In the last two years, almost every technology company has started using the terms artificial intelligence and, related to that, machine learning. In fact, there has been a 1,400% increase in the mention of these two terms during earnings calls of public companies during the same period. Gonzo readers who follow fintech companies know that they rely heavily on these capabilities.
First, some definitions:
An algorithm is simply a defined series of steps or tasks to be performed. For those of us who don’t hang out with the IT wonks, a simple non-technical example would be a cooking recipe.
Artificial intelligence is essentially the process of taking pre-defined algorithms, applying them to your data, and using the results to make decisions or recommendations.
Machine learning is the use of algorithms and analytical models to perform specific analysis without any explicit instructions, relying instead on previous results and patterns. In this discussion, we are going refer to this machine learning powered artificial intelligence as simply intelligent algorithms. If you just thought of HAL in 2001: Space Odyssey telling Dave he was getting pissed, you’re there!
The speed at which capabilities are growing in this area make it something that bank managers need to understand and manage, which leads to our first “Need to Knows”:
Banks and credit unions can leverage the power of these intelligent algorithms today! There is no need to wait for some magical and massive scientific breakthrough. In fact, large banks and fintech firms are using these capabilities heavily for marketing, delivery, pricing and other things. Your turn.
This is not something that will magically appear one day from the bowels of IT. It will be used well because management teams get involved and guide it.
Avoid the “Road to Nowhere.” Don’t do any of this just to see what you can find. All algorithms need to be purpose-built. If a financial institution needs a portfolio loss prediction model for commercial loans, the predictive model has a clear purpose, and we know what data would be needed to make such predictions, what outcomes would be considered significant, and what modeling techniques would be relevant and meaningful for this algorithm. This is often referred to as “hypothesis-driven AI,” where you define what you need/might want to know, and AI aims at that result. By just fishing around without such clear methodology, it is easy to end up on the Road to Nowhere.
Beware the Black Box of Magic. Several vendors are touting the prowess of their tools where they can somehow magically garner insights from any data source. While this approach may be successful to mine standard information such as social media feeds, this type of black box approach, which is not custom built for industry specific and business model specific needs, generally fails at banks.

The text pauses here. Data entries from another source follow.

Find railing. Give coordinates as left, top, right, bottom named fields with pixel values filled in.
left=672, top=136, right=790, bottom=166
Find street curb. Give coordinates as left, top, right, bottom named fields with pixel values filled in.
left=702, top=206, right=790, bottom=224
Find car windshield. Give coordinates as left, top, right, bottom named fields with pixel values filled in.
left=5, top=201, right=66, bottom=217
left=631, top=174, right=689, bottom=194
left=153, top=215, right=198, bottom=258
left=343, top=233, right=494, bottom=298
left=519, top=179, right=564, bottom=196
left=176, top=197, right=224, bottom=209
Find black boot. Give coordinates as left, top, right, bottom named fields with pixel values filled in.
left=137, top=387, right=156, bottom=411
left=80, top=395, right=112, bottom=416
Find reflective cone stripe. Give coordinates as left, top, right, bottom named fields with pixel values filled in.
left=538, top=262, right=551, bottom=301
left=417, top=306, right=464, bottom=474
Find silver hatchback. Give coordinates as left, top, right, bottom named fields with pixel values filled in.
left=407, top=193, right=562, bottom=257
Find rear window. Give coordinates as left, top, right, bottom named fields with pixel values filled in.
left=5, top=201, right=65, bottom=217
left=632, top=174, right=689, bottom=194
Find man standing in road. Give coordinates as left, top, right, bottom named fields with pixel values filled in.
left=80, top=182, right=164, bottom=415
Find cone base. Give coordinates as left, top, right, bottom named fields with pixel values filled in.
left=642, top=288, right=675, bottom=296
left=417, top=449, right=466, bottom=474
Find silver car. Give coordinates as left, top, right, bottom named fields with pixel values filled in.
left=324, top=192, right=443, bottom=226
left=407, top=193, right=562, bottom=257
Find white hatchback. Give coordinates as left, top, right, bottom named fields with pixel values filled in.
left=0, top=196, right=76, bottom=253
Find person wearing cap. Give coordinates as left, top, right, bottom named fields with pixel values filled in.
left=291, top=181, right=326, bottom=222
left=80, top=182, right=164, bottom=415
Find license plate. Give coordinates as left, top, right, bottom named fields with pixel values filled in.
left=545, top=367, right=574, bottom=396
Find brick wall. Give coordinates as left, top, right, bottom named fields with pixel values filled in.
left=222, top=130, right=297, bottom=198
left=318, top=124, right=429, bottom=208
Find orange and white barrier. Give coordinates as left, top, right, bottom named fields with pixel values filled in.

You will need internal data scientists. If a financial institution wants to pursue intelligent algorithms but has no one on the team who understands other concepts such as linear regression, correlation or statistical significance, then the odds of success are quite low. The notion that somehow machine learning techniques can magically usher in artificial intelligence at the bank or credit union without the need for human data scientist resources is folly. Oh, and you can’t just outsource this.
There are lots of use cases that you can leverage today! Some examples:
Predictive Models: Firms such as Capital One have been successfully leveraging predictive models since the 1990s (the stone age of artificial intelligence) to sell very specific credit cards and rewards programs to new customers based on spend, usage and other data. A financial institution can create and implement its own predictive models by utilizing off-the-shelf tools available in the market today, especially on its card portfolio, where the profitability and transaction volumes are rich.
Prescriptive Models: In just about all banking related conferences, it is close to impossible to escape the buzz phrase next best action, which at its core is a prescriptive model driven outcome. Next best action is simply an integrative thought process that analyzes recent events/encounters with customers and produces a recommendation for a next action step/offer, like a savings product, car loan or wealth management service, at the right time for the customer. You can start providing next best action prompts to sales employees today, or, if you already do this, you can analyze results and tweak algorithms to make the prompts better.
Voice Mining: An often-overlooked area of analysis that matured in the mid-2000s is voice mining, also called speech mining. The English language only has 44 unique sounds, called Intelligent algorithms can review voice recordings and mine these phonemes in real time to provide the financial institution with in-depth information on why a customer called, identify patterns, and help resolve root causes of issues to reduce operating costs. The days of walking around the institution’s call center asking staff, “What is going on today?” can become history by implementing these highly intelligent and highly mature algorithms.
Text Analysis: The same phoneme-based algorithms can intelligently query a vast amount of freeform text information and provide in-depth insights amongst copious amounts of such data that financial institutions possess. This same technology is what is behind several chat-bots that automatically respond to email and text-based customer inquiries and subsequently reduce operating costs for many organizations.
Bottom line: all financial institutions can get out there today, follow a disciplined hypothesis driven methodology and leverage existing technology to create and deploy purpose-built intelligent algorithms through clearly defined use cases. There is no need to wait for some amazing artificial intelligence technology to arrive, because it is already here and is eagerly waiting for us to deploy it in a disciplined manner.